Animals that sleep more per day tend to live longer, in general.
Predatory animals dream more than prey animals.
Smarter animals live longer than other animals.
Final project Stat 454 Fall 2022
Point allocation:
The entire project is worth 100 points total. You may earn up to 110 points with bonus efforts. Problem 1: 10 points
Choose appropriate summary statistics and graphs. Make sure the graphs and table(s) are clear and easy to read.
Problem 2: 8 points
Display all appropriate pairwise correlations in a table. Note the variables with strong relationships.
Note that you must create the table; do not copy/paste SAS tables in your report.
Problem 3: 30 points
Problem 4: 30 points
Correlations/scatterplots and appropriate transformations: 3 points
Model 1A and commentary: 2 points
Model 1B, exploration of multicollinearity: 3 points
Model 1C, model selection: 2 points
Model 1D, model selection: 2 points
Table of all models: 5 points
“Best” model & justification: 2 points
Model assumptions/diagnostics: 6 points
You may earn up to 3 bonus points for “fixing” a model that violates assumptions. Make sure to explain your approach and conclusion. If you choose to do this, use the improved model to answer part (i) below.
Regression equation & interpretation of coefficients: 5 points
Problem 5: 10 points
Write a cogent, clear paragraph or two explaining which variables (if any) have an impact on total sleep and on dreaming sleep, how you know, and what the impact is.
Problem 6: 12 points
Pick four relationships out of a-f to explore. For each relationship, explain the statistical method you chose to explore it, why you chose that, and the results. Do not use the same statistical method for each relationship. You may support your conclusions with graphs, tables, and statistics.

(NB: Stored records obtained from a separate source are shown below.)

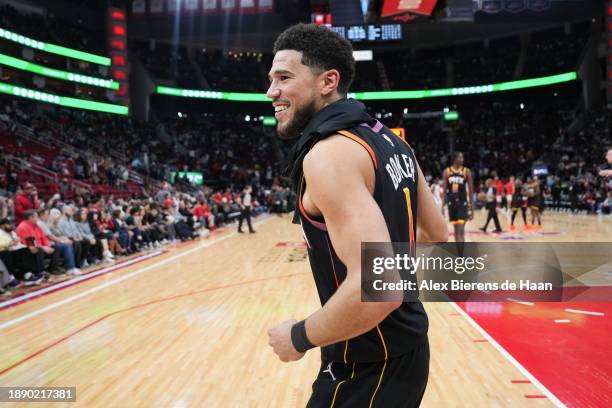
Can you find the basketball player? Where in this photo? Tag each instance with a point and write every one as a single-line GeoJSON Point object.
{"type": "Point", "coordinates": [245, 209]}
{"type": "Point", "coordinates": [518, 200]}
{"type": "Point", "coordinates": [457, 192]}
{"type": "Point", "coordinates": [509, 187]}
{"type": "Point", "coordinates": [534, 201]}
{"type": "Point", "coordinates": [608, 172]}
{"type": "Point", "coordinates": [356, 182]}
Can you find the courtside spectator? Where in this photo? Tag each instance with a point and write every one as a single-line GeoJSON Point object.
{"type": "Point", "coordinates": [25, 199]}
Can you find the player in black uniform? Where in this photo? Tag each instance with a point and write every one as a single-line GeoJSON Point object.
{"type": "Point", "coordinates": [458, 190]}
{"type": "Point", "coordinates": [519, 200]}
{"type": "Point", "coordinates": [607, 172]}
{"type": "Point", "coordinates": [356, 182]}
{"type": "Point", "coordinates": [534, 201]}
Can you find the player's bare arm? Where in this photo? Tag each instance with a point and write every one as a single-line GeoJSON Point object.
{"type": "Point", "coordinates": [470, 194]}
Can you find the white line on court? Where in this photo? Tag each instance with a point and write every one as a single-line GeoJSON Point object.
{"type": "Point", "coordinates": [520, 301]}
{"type": "Point", "coordinates": [584, 312]}
{"type": "Point", "coordinates": [73, 281]}
{"type": "Point", "coordinates": [556, 402]}
{"type": "Point", "coordinates": [95, 289]}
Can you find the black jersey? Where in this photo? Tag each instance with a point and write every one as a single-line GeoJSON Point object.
{"type": "Point", "coordinates": [457, 184]}
{"type": "Point", "coordinates": [396, 195]}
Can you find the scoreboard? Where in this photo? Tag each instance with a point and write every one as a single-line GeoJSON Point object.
{"type": "Point", "coordinates": [370, 33]}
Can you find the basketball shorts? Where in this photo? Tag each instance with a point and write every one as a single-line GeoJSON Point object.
{"type": "Point", "coordinates": [457, 212]}
{"type": "Point", "coordinates": [398, 382]}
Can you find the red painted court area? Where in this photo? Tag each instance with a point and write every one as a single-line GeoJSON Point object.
{"type": "Point", "coordinates": [568, 351]}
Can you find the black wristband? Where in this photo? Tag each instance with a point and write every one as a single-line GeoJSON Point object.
{"type": "Point", "coordinates": [299, 338]}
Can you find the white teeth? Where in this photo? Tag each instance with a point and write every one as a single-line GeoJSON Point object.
{"type": "Point", "coordinates": [280, 108]}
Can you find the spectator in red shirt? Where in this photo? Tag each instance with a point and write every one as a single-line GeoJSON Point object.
{"type": "Point", "coordinates": [32, 236]}
{"type": "Point", "coordinates": [25, 199]}
{"type": "Point", "coordinates": [202, 213]}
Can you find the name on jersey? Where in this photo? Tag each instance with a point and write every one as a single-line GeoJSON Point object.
{"type": "Point", "coordinates": [456, 179]}
{"type": "Point", "coordinates": [400, 168]}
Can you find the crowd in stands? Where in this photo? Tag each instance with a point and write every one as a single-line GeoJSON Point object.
{"type": "Point", "coordinates": [565, 44]}
{"type": "Point", "coordinates": [40, 239]}
{"type": "Point", "coordinates": [575, 162]}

Make sure to mention how you know your approach is a valid one (in particular mention relevant assumptions). You may earn up to 3 points per relationship.
You may earn bonus points on this problem in two ways.
You can choose a deeper exploration. For example, if you include additional covariates in a regression model to account for the impact of those variables. You may earn 1 or 2 additional points for a deeper exploration.
You can explore additional problems. Each problem is worth 3 points.